— Господи… Боже… — шептал он.
Она метнулась к нему, слова Райса вспыхнули у нее в голове.
— Что ты видишь? — спросила она.
Вместо ответа он выблевал на обочину ужин.
— Гниль, — сказал Райс: — Он видит распад.
— Мама?
За спиной раздался голос Финна. Гермиона почувствовала, как маленькие ручки вцепились в ее рукав.
— Мама, это ты?
Теперь она сама вскрикнула — от горя. Задрожала всем телом.
— Мама? — повторил он.
Она так хотела обернуться, коснуться его волос, поцеловать на прощанье. Но Том видел гниль. Возможно, ее малышу узрит то же самое, или что похуже.
— Обернись, — попросил он.
— Я… не могу… Финн.
— Пожалуйста.
Она обернулась, не успев подумать, отвела руки от лица.
Мальчик зажмурился. Улыбнулся.
— Ты такая яркая, — сказал он.
— Правда?
Она видела собственный свет в глазах сына, у него на щеках, на губах, на лбу — нежный, как прикосновение. Вот каково быть луной, подумала она. Отражать живое сияние. Это было приятно.
— Финн…
Том звал мальчика — издалека.
— Он тебя боится, — объяснил Финн.
— Я знаю. Мне лучше уйти.
Мальчик серьезно кивнул.
— Объясни ему, — попросила она: — Скажи, что ты видел.
Мальчик кивнул снова.
— Я не забуду, — сказал он.
Этого она и хотела. Ее желания исполнились. Гермиона оставила мальчика с отцом, и ушла с Райсом — темными переулками, пустыми парковками — на окраину города. По дороге они сбросили костюмы. На шоссе вышли обнаженными и невидимыми.

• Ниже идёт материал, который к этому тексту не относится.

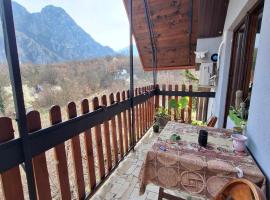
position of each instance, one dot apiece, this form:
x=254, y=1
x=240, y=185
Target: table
x=193, y=170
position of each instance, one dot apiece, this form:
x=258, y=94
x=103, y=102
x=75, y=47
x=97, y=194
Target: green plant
x=235, y=117
x=156, y=127
x=2, y=103
x=162, y=113
x=198, y=123
x=182, y=103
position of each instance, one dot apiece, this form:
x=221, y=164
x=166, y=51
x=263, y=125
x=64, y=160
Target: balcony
x=72, y=159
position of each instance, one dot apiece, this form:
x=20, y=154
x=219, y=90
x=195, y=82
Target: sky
x=105, y=20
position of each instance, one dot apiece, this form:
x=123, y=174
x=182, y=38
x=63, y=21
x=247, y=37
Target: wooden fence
x=95, y=152
x=105, y=145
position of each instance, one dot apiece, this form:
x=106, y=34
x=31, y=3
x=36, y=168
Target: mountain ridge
x=51, y=35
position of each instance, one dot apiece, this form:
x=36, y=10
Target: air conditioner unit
x=206, y=71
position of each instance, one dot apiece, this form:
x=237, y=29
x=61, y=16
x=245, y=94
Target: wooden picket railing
x=105, y=145
x=94, y=153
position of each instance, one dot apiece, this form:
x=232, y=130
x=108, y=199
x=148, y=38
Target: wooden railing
x=94, y=141
x=103, y=145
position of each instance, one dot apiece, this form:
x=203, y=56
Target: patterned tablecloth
x=192, y=170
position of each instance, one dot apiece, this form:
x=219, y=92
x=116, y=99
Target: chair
x=212, y=122
x=240, y=189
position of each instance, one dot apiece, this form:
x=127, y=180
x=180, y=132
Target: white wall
x=221, y=90
x=258, y=129
x=237, y=9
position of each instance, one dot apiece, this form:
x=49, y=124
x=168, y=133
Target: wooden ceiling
x=174, y=24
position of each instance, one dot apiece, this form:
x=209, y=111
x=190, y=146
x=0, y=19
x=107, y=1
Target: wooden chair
x=240, y=189
x=212, y=122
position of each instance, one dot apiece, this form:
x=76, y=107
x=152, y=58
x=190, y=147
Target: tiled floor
x=123, y=183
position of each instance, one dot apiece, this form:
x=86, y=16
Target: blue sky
x=105, y=20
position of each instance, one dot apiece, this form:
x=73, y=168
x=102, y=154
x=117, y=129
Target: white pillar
x=221, y=91
x=258, y=128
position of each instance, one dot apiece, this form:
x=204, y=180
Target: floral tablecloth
x=193, y=170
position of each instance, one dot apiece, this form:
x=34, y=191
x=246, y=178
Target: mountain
x=51, y=35
x=125, y=51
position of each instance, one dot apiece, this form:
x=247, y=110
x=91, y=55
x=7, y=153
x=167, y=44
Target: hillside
x=51, y=36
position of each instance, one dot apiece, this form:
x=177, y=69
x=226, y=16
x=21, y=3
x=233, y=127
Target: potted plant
x=162, y=117
x=182, y=103
x=156, y=127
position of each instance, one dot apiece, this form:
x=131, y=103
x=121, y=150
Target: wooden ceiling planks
x=176, y=25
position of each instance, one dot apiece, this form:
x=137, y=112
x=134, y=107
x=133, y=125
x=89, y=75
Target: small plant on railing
x=156, y=127
x=182, y=103
x=162, y=117
x=198, y=123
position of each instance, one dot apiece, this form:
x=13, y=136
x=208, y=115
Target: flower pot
x=239, y=142
x=156, y=128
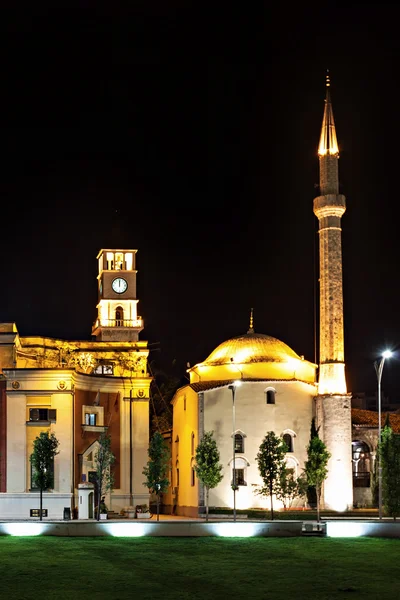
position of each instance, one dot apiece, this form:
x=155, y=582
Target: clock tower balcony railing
x=119, y=323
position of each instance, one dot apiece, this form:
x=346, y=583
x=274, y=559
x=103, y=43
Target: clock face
x=119, y=285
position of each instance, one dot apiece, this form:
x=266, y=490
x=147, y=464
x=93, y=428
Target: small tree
x=389, y=451
x=104, y=478
x=42, y=460
x=208, y=468
x=156, y=471
x=311, y=492
x=270, y=460
x=315, y=467
x=288, y=487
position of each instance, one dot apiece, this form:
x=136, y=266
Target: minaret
x=333, y=402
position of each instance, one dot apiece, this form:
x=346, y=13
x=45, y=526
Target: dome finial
x=251, y=329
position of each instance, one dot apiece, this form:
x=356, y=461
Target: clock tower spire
x=117, y=318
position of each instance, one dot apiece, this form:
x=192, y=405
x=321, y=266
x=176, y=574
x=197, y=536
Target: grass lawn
x=176, y=568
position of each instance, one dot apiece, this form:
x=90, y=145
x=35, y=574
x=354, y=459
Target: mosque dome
x=251, y=348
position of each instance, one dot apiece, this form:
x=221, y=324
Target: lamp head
x=234, y=385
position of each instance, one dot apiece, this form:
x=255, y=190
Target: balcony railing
x=361, y=479
x=119, y=323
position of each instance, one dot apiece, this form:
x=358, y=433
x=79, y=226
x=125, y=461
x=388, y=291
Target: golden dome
x=251, y=348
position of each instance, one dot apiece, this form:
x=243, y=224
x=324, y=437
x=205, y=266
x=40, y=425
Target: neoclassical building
x=279, y=390
x=77, y=390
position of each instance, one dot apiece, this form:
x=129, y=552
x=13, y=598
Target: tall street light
x=233, y=387
x=379, y=369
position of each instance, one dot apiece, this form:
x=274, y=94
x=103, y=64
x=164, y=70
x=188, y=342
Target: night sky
x=191, y=135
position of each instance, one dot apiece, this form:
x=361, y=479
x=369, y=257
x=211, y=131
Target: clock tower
x=117, y=319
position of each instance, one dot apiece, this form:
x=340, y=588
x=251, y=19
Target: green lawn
x=204, y=568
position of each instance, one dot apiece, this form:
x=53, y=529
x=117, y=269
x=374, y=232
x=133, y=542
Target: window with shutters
x=42, y=414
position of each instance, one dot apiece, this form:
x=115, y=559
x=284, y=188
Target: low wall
x=18, y=506
x=162, y=528
x=387, y=529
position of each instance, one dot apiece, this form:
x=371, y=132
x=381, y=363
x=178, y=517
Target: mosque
x=254, y=383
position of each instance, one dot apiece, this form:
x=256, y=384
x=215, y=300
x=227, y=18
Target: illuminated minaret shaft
x=329, y=208
x=333, y=404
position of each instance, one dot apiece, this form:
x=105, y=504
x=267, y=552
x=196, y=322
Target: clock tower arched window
x=119, y=316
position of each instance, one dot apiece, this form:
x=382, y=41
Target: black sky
x=191, y=135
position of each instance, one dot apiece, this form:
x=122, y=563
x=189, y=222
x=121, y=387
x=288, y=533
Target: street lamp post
x=233, y=389
x=379, y=369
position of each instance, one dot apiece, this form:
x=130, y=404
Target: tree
x=208, y=468
x=42, y=461
x=311, y=491
x=104, y=478
x=288, y=486
x=389, y=452
x=315, y=467
x=270, y=460
x=156, y=471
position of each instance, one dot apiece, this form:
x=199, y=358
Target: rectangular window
x=34, y=487
x=270, y=394
x=35, y=512
x=239, y=477
x=42, y=414
x=90, y=419
x=104, y=369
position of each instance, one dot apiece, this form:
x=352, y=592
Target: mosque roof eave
x=204, y=386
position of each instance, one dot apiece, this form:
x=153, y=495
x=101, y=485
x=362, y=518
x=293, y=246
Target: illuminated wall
x=292, y=413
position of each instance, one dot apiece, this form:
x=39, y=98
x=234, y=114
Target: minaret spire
x=328, y=140
x=251, y=328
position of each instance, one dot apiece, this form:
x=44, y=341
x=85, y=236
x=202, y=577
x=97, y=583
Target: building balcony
x=119, y=323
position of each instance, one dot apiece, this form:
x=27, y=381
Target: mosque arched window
x=361, y=464
x=270, y=396
x=288, y=439
x=239, y=443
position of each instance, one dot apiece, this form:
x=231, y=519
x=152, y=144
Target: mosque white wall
x=291, y=413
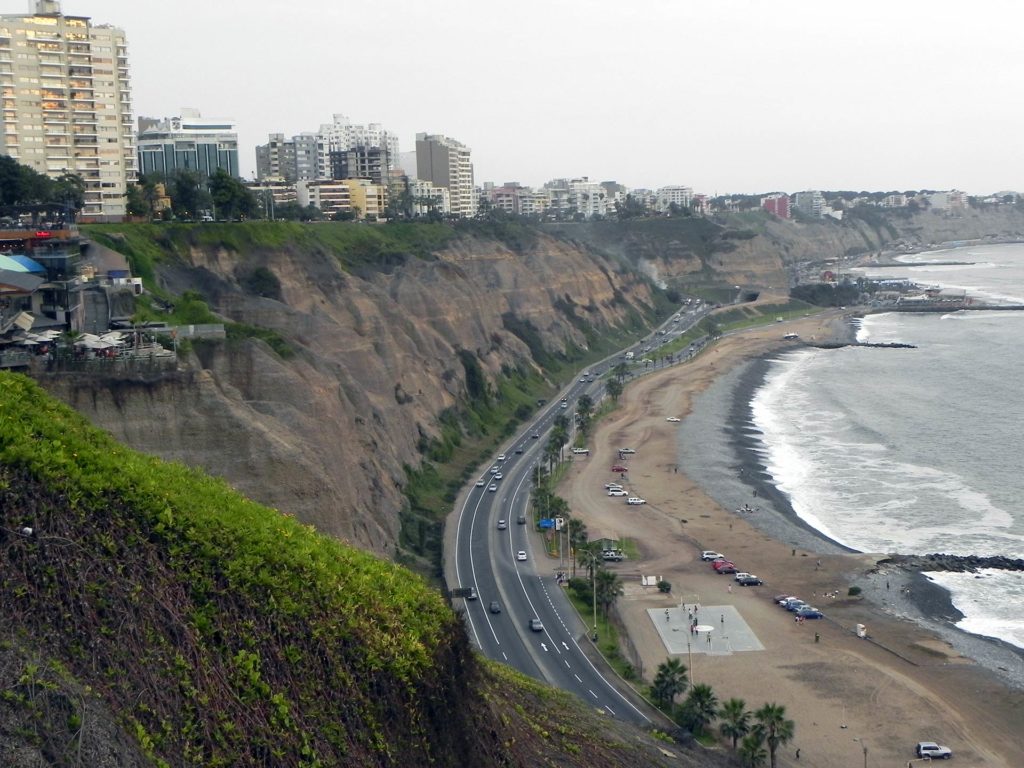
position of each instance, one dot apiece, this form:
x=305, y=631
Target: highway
x=484, y=558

— Может, побродим немного, — предложил Райс: — Отправимся на юг.
— Конечно, — ответила она: — Почему бы и нет.
— Рождество в Ки-Уэсте. «Марди Гра» в Новом Орлеане. На следующий год можно вернуться. Посмотреть, как у них дела.
Она покачала головой.
— Финн принадлежит Тому, — сказала она: — Жизни.
— А мы — кому? — с легкой печалью спросил Райс.
Гермиона посмотрела на небо.
— Ты знаешь, — ответила она и указала на луну.